We were sent below once more, and Phil and I felt well content, for by the captain's ruling we could not be sent home in the oil-laden craft.


CHAPTER VII. AN ISLAND PORT.

The Georgiana left us next morning, carrying a sorrowful-looking crew, as can well be imagined, for every man jack of them felt as if he might be accused of cowardice in leaving the Essex at a time when there was good reason to expect she would meet with a superior force.

I fail to understand yet why it had come into the minds of all that we would never double Cape Horn in the old frigate. No one put such a belief into words, and yet I knew full well it was looked upon as a fact, because of certain remarks let drop now and then when was being discussed the question of seeing the friends at home.
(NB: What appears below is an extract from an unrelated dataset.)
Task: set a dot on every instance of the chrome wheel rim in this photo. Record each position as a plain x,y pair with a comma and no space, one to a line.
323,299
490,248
It had really come to be the belief of us all, although carefully kept in the background, that the time must come when we would meet with such a force of Britishers as could put an end to the "luck of the Essex."

And it is little wonder that our crew, even counting the boys, should have considered it as inevitable that the dear old frigate would come to an end of her cruising before many months had passed, for we knew full well the English people must soon demand that we who had done so much mischief be put out of the way of working yet further damage.

Consider well what had been done, and then it may be seen that the British navy would speedily come after us with a heavy force. Here is the situation as it was defined by a member of the United States Navy, he looking at the matter a few weeks after the Georgiana had sailed, and we were in an island port refitting and overhauling the fleet:—

"The situation of the Essex was sufficiently remarkable, at this moment, to merit a brief notice. She had been the first American to carry the pennant of a man-of-war round the Cape of Good Hope, and now she had been the first to bring it into the distant ocean. More than ten thousand miles from home, without colonies, stations, or even a friendly port to repair to, short of stores, without a consort, and otherwise in possession of none of the required means of subsistence and efficiency, she had boldly steered into this distant region, where she had found all that she required, through her own activity; and having swept the seas of her enemies, she had now retired to these little-frequented islands to refit, with the security of a ship at home. It is due to the officer who so promptly adopted and so successfully executed this plan, to add, that his enterprise, self-reliance, and skill indicated a man of bold and masculine courage; qualities that are indispensable in forming a naval captain.